“Feministas se opõem a você por tratar mulheres como objetos”, questionou um repórter da “Vanity Fair” em 2010, se dirigindo a Hugh Hefner, fundador da “Playboy”, morto nesta quarta-feira (27).
“Elas são objetos!”, respondeu o empresário. “A ‘Playboy’ lutou pelos direitos das mulheres, inclusive pelo direito aos contraceptivos.”
O diálogo resume o motivo de uma longa e conflituosa relação de Hefner com o movimento feminista, que ele dizia defender.
Em 1963, a jornalista Gloria Steinem trabalhou por duas semanas como coelhinha na Playboy Club em Nova York e denunciou as condições da boate —as garçonetes tinham que passar por um exame vaginal, usar saltos desconfortáveis e roupas tão apertadas que era difícil respirar.
O que motivou Steinem a fazer a denúncia foi uma série de artigos que Hefner vinha publicando mensalmente na “Playboy”, que ele chamava de “proclamação emancipatória da revolução sexual”. A jornalista discordava que esse modelo de “emancipação” fosse positivo para as mulheres.
A resposta à denúncia de Steinem não foi agressiva.

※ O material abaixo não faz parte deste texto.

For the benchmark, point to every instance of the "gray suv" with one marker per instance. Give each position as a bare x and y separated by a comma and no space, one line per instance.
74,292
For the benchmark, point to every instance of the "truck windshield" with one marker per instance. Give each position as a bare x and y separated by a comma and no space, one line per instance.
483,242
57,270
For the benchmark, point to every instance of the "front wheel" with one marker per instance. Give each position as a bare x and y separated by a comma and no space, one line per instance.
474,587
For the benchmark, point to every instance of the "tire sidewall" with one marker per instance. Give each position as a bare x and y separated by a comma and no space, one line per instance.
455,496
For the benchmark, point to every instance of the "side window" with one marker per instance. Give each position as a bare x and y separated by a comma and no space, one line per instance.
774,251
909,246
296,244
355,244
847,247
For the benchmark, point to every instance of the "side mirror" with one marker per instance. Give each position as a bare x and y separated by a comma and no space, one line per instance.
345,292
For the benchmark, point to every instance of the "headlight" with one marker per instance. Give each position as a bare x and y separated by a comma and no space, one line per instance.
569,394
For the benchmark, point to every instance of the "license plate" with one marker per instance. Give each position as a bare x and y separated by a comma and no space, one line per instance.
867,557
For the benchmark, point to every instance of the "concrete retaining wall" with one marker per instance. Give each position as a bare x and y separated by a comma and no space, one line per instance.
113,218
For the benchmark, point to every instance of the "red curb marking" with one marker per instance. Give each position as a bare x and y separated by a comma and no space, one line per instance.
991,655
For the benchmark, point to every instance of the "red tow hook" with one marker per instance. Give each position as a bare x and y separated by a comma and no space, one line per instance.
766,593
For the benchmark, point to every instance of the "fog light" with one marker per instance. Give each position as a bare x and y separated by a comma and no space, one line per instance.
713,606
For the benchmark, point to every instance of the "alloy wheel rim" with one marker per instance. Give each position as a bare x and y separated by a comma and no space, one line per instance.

Hefner disse que não tinha problema com o artigo dela, publicado na revista “Show”, e o exame íntimo foi abolido.
Nos anos 1970, porém, novas polêmicas vieram. Uma secretária vazou uma correspondência em que ele dizia estar interessado na tendência “irracional e emotiva” das “feministas militantes”.
“Essas mulheres são nossas inimigas naturais. É hora de brigar com elas. Quero um artigo devastador, que destrua [as militantes]”, afirmou, referindo-se a uma manifestação de 300 feministas em frente à Mansão Playboy, que tinha ocorrido na época.
“Elas são intransigentes em sua oposição à sociedade romântica de meninos e meninas que a ‘Playboy’ promove.”
Uma biografia escrita por Steven Watts relata que Hefner exigia que as “coelhinhas” com quem ele se relacionava fossem fiéis, mas ficava irado quando elas insinuavam que ele deveria fazer o mesmo por elas.
NA MANSÃO
A mais famosa oposição aos hábitos controversos da Mansão Playboy veio de Holly Madison, coelhinha da “Playboy” e moradora da Mansão de 2001 a 2008.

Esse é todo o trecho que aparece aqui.